One Construction Site Fire Displaced 11 Neighbors
(Image courtesy of Citizen)
I’m tired.
Tomorrow makes thirteen straight days of work at my day job, so I’m physically rather tired.
My heart and soul, however, are exhausted.
I’m not sure it’s possible to adequately convey how tired I am of writing about preventable structure fires. More than half of the posts on this blog concern fires.
Was. Past tense.
Guess what caught on fire last night?
You guessed it: one of the unfinished duplexes. The fire spread to two neighboring duplexes, a single-family house, and two sheds.
Let me be clear: I’m all for adding infill housing. Packing the lot is a time-honored tradition in older Los Angeles neighborhoods from Chinatown to San Pedro. (Having said that, I personally would have kept the bungalow, moved it closer to the lot line, restored it, and built something more like a two-story Craftsman-influenced fourplex in the back.)

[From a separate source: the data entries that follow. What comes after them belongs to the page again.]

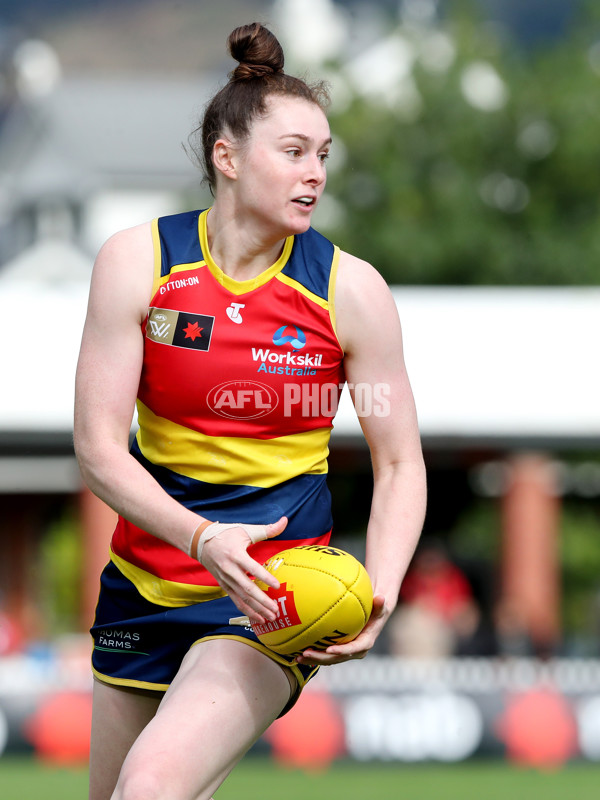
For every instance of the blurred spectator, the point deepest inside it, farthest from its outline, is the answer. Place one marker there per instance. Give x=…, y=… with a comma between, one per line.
x=11, y=635
x=437, y=615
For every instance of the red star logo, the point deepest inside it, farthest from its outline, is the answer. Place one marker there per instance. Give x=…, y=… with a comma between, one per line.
x=192, y=331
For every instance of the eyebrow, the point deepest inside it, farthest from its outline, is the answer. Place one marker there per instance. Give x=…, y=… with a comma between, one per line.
x=304, y=138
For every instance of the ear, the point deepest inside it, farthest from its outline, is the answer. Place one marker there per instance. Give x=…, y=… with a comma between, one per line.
x=224, y=158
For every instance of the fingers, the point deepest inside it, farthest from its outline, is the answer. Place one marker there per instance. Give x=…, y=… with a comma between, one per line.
x=356, y=649
x=275, y=528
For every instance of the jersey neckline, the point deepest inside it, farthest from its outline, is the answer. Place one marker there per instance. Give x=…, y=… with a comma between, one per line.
x=239, y=287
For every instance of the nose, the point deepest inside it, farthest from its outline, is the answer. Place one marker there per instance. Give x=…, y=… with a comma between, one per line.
x=316, y=173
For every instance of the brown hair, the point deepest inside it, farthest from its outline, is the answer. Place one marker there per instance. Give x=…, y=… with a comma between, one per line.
x=258, y=75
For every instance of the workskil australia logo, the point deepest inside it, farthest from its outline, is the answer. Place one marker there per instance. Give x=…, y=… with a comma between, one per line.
x=286, y=358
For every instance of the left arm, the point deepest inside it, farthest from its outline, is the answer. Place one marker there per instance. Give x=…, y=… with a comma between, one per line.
x=370, y=333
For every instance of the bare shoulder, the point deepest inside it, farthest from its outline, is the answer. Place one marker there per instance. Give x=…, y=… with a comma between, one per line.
x=135, y=241
x=363, y=296
x=124, y=270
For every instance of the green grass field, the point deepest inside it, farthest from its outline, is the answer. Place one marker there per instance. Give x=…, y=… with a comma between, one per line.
x=258, y=778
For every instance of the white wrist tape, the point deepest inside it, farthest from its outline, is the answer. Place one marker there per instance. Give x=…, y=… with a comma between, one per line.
x=203, y=533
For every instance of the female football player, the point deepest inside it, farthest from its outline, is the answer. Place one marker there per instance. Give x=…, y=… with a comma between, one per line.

LAFD says that the duplexes were in the framing stage of construction. This isn’t the first time I’ve covered a building burning down while framing was in progress, and I’ve previously pointed out that when taller buildings catch fire, they can rain embers and ash on smaller buildings nearby.
One speculative project cost Los Angeles the original bungalow and damaged two neighboring duplexes, one neighboring house, and two detached sheds. NBC reports that two families (totaling 11 people) have been displaced and a neighbor’s car was destroyed.
Will there be any consequences for the speculators? Probably not. Accountability is all too rare in Los Angeles, particularly with real estate speculation.
And I’m tired of it.
130 North Carondelet Street, Westlake/Historic Filipinotown.